А боль в груди все росла и росла.
— Я тут огонек развел. Стынь одолела меня, да и комарье вот...
Нюра сказала упавшим голосом:
— Дядя Гриша, вы плывите, отдыхайте. Я здесь останусь. Скоро утро...
— Гляди. Если что, крикни.
— Спасибо, дядя Гриша.
— Да чего там, — махнул рукой и стал вставлять весла в уключины.
— А горох вот, в мешочке... Я сейчас, — стала вынимать из рюкзака одежду.
— Сколько прожили-то? — вернувшись к костру, полюбопытствовал старик.
— Чуть-чуть.
— Небось робетешки?
— Нет. Не успели.
— Здря. От робетешек не всяк убежит.
— Сейчас и дети не держат.
— Тоже верно. Может, стеганку привезти?
— Спасибо. У меня теплый костюм в рюкзаке... Посижу у костра... Вот горох, дядя Гриша, ловите лещей.
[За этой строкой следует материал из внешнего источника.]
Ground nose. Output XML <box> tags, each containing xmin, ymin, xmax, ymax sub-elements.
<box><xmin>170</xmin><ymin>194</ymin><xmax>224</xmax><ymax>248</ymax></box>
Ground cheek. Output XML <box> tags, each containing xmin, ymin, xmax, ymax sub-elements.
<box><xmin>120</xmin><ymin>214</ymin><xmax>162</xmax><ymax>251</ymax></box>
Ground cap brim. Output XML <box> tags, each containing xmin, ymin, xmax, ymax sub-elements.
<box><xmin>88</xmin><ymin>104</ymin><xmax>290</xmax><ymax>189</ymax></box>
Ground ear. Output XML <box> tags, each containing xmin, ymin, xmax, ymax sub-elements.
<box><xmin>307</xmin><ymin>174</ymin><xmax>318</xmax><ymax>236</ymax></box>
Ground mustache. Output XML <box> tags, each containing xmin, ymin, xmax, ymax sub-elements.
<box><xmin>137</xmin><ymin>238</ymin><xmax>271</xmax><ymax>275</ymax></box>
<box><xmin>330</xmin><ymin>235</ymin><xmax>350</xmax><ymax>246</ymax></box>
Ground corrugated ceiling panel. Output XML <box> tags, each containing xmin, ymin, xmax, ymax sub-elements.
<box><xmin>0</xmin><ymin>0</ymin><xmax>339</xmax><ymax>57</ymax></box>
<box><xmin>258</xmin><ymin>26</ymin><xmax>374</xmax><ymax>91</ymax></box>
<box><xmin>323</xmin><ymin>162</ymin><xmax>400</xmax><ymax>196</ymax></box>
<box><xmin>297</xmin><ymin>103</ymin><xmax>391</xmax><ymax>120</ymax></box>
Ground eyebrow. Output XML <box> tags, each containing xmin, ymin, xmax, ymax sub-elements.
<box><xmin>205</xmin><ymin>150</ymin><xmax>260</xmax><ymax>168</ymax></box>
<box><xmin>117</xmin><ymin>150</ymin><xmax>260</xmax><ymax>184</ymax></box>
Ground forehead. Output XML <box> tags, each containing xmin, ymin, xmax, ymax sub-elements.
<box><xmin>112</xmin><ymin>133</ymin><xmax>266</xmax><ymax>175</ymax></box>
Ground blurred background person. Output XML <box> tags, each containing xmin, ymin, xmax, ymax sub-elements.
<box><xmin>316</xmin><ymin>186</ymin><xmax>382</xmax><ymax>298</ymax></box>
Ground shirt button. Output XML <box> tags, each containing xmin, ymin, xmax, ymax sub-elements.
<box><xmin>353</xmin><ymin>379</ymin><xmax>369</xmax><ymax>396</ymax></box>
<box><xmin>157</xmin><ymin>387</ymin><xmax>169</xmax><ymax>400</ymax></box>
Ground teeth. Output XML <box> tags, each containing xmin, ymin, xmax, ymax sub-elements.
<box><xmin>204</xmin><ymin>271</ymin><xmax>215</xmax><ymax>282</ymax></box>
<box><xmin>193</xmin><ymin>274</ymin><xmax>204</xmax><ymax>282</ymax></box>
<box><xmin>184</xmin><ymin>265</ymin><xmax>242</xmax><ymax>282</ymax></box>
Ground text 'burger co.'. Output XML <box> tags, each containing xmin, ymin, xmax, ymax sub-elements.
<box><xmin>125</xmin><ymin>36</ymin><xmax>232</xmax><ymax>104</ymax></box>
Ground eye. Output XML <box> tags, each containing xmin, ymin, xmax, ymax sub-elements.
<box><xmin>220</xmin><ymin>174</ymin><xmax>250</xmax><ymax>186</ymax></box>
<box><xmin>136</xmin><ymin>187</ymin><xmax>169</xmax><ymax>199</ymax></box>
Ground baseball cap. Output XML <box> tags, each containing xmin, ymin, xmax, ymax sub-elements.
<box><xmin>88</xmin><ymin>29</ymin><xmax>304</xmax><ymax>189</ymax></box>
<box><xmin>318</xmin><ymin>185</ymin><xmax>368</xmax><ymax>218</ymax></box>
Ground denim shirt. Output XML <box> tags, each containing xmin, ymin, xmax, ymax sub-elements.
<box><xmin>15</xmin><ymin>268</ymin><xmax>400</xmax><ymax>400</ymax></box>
— Поди, вернется Олег-то? — нерешительно принимая мешочек с горохом, заколебался старик.
— Нет, — заверила Нюра.
— А жалко... Да что там. У меня война двух увела... В прошлом годе дочь схоронил... Трое внуков осталось... Старуха год не вставала... Да и кто его поймет, горе-то? У всех разное, — сказал старик и поворошил прутиком огонек. Костер выплюнул искры и начал гореть. — Ну, я поехал, — направился к лодке.
— Как же вы... Все это?
— Так на то и жизнь... Ежли раздуматься-то... Без горя и радости не разглядишь, мимо проскочишь...
— Ничего, — зачем-то неожиданно бойко сказала Нюра.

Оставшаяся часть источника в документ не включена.